Storage Peer Incite: Notes from Wikibon’s July 10, 2007 Research Meeting
This week Wikibon presents Tape: Not wrapped up yet. Despite 20 years of discussion characterizing it as a dinosaur facing extinction, tape is still with us, and it is not likely to go away any time soon. The reason is that tape remains the most cost-effective solution to the business needs of data backup, off-site storage, and, in the case of disaster, emergency restoration for several reasons.First, tape can be easily handled, transported and stored off its drive, while removable disk is much more delicate and prone to damage. Second, tape has a longer effective lifespan than any form of disk, including WORM, available today, so that data can be put on a tape and recovered 10-50 years later, while data on disk has to be moved to a new disk every five years. Third, because of the fragility of removable disk, non-tape, off-site storage solutions depend on high bandwidth network connections to move very large volumes of data. While network costs have dropped steadily, the volume of data being stored and, therefore, in need of backup, has grown equally quickly, making this an expensive solution. Fourth, since the 1990s tape has had more capacity than even the largest disks, so that today one tape can hold the data backed up from several disks in most shops. Finally, again because removable disk is fragile, most disk solutions keep the disks on drives, which then have to be powered, while tape can be put into cases in a vault, where it uses zero power. As the cost of power continues to rise, its impact on the IT budget will only grow. For all these reasons, despite the widely held belief to the contrary, we firmly believe that tape is here to stay in medium-to-large organizations. Bert Latamore
Twenty years of talking about the demise of tape becomes a habit, yet large- and medium-sized organizations find tape to be a viable technology option for many data management challenges. For organizations that need very fast recovery, tape remains a key technology that is unlikely to go away soon. The promise that bandwidth would replace trucks for moving large amounts of data has not come true because the amount of growth in the data that needs to be backed up exceeds the rate of growth of bandwidth, and will continue to for the foreseeable future. This gives tape a financial advantage over disk as an off-site backup technology that is compounded by the lower energy cost of tape versus disk over the lifetime of the stored data. Tape also has a much longer storage life than disk, eliminating the need to move data to new media during its lifetime. Organizations that need a cheap copy of data in a “write once/read rarely” mode also are attracted by tape economics that show a 3X to 100X price advantage over disk technologies as a viable approach of sustaining their data.

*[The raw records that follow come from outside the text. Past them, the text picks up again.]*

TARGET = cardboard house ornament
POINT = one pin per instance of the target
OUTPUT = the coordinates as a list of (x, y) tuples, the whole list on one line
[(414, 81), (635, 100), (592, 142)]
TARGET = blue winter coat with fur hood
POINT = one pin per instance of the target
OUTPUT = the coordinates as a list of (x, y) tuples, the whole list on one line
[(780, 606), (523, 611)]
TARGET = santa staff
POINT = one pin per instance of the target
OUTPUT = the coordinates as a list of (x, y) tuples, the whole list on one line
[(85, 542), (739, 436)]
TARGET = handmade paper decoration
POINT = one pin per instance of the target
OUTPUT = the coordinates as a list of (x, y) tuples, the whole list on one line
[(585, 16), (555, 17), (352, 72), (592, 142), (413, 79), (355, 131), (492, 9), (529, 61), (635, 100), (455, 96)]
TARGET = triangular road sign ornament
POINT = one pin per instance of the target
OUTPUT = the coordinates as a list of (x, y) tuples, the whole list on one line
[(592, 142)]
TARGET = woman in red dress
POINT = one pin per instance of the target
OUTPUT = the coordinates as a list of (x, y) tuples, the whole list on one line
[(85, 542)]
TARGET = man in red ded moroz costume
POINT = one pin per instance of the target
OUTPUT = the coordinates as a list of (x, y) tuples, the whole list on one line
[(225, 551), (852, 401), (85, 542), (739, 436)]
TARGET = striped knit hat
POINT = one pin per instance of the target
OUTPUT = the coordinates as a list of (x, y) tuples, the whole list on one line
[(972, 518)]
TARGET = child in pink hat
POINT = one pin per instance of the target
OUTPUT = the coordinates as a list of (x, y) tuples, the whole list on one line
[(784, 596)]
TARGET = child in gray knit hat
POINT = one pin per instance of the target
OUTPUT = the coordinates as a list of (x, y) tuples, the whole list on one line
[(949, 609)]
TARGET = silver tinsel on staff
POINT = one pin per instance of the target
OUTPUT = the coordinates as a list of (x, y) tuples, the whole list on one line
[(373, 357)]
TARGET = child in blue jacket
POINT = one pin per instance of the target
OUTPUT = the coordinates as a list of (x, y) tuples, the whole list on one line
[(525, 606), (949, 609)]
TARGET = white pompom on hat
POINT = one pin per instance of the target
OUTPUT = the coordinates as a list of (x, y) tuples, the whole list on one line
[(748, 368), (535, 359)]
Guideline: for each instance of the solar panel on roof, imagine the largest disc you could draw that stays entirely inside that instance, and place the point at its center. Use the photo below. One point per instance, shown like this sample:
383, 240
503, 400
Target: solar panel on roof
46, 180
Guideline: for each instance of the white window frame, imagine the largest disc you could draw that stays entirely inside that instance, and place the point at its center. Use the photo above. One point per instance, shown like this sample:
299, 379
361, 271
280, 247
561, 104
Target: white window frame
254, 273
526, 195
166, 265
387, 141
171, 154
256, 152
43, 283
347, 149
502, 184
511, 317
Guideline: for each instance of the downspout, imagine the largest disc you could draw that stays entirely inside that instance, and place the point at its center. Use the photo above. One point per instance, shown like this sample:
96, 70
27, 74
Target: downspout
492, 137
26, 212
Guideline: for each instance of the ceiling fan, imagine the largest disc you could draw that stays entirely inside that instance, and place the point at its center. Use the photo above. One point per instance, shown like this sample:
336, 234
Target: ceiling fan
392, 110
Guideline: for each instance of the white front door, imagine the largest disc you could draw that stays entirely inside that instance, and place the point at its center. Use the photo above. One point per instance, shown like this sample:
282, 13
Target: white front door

One primary reason that tape continues to be viable is that since the mid-1990s the tape industry has delivered media exceeding the capacity of the largest disk. That changed the dynamic associated with backing up volumes (one tape could backup multiple disks rather than the reverse). Consequently tape’s advantages in terms of remote storage, price and its association with legacy applications that are designed to use it rather than disk for managing archiving, continue to exceed the issues of finding specific files, physically moving and securing tapes, and the performance limits associated with serial access.
In the last few years we have started seeing some vendors push hard to advance truly integrated tape and disk library technology (as opposed to pure disk “virtual tape” solutions) outside the mainframe world to minimize tape’s issues while maximizing its advantages by delivering automated 90/90 solutions (90 days on disk/90 years on tape). These products show such significant promise for optimizing the cost/benefit ratio for long-term storage administration, making the biggest question in tape’s future not its viability but whether the tape vendors will step up to drive technology forward.
It is clear that the application needs for tape are in place. What is less clear is whether storage suppliers will continue to be seduced by “disk only” product lines that are easier to market but don’t necessarily solve the core problems of backup, restore and solid data movement and administration.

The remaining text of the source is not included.